Vanaf het begin van het radiotijdperk tot heden zijn er heel veel radio’s gemaakt. In het verleden waren het grote toestellen die midden in de huiskamers waren geplaatst. In vergelijking met nu waren het ook kostbare toestellen die tot wel een half jaarloon van een arbeider konden kosten. Enkele foto’s van toestellen uit het verleden ziet u hierbij. Diverse toestellen hadden en hebben ook bijnamen, ook bij verzamelaars.
De uitvinding van de radio leverde een bloeiende industrie met veel werkgelegenheid op.
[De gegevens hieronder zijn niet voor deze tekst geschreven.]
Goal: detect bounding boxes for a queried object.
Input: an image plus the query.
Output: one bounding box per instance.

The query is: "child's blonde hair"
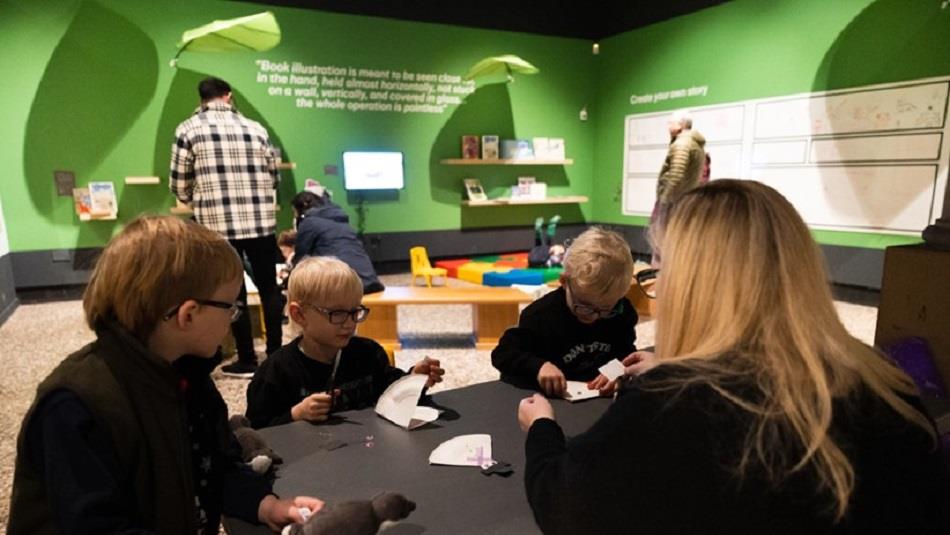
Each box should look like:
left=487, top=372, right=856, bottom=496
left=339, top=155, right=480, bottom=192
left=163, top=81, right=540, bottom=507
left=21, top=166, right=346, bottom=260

Gedurende deze periode werden prachtige toestellen geproduceerd; staaltjes van speciale vormgeving en van industriële kunst. Tegenwoordig kunnen we op veel andere manieren naar de radio-uitzendingen luisteren, met kleine miniaturen, grote, kostbare, luxetoestellen of de computer, de mobiele telefoon enz.
- “De lentebode“ Philips 634A - zo genoemd vanwege de blaadjes op het luidsprekerrooster.
- Een ander statig jugendstil/ art nouveau-toestel van Philips 636A, bouwjaar 1933, kreeg de bijnaam “De Kathedraal” of “Tuschinski“, waarbij men een link legde met het Tuschinski Theatergebouw in Amsterdam, dat bijzondere jugendstil- en art deco-kenmerken heeft.
- Radiotoetstel 830, “het toestel met de bokkenpoten”.
- Reclameposter
- Radiotoestel van het type 630 A.
- type 834 A Dit toestel noemde men het “eitje”.
- Reclameposter voor het radiotoestel type 834A
- Het merk Telefunken had een toestel uit bakeliet, dat als bijnaam “De Kattekop” had. Op de foto is in het midden van het toestel duidelijk een kattenkop te onderscheiden.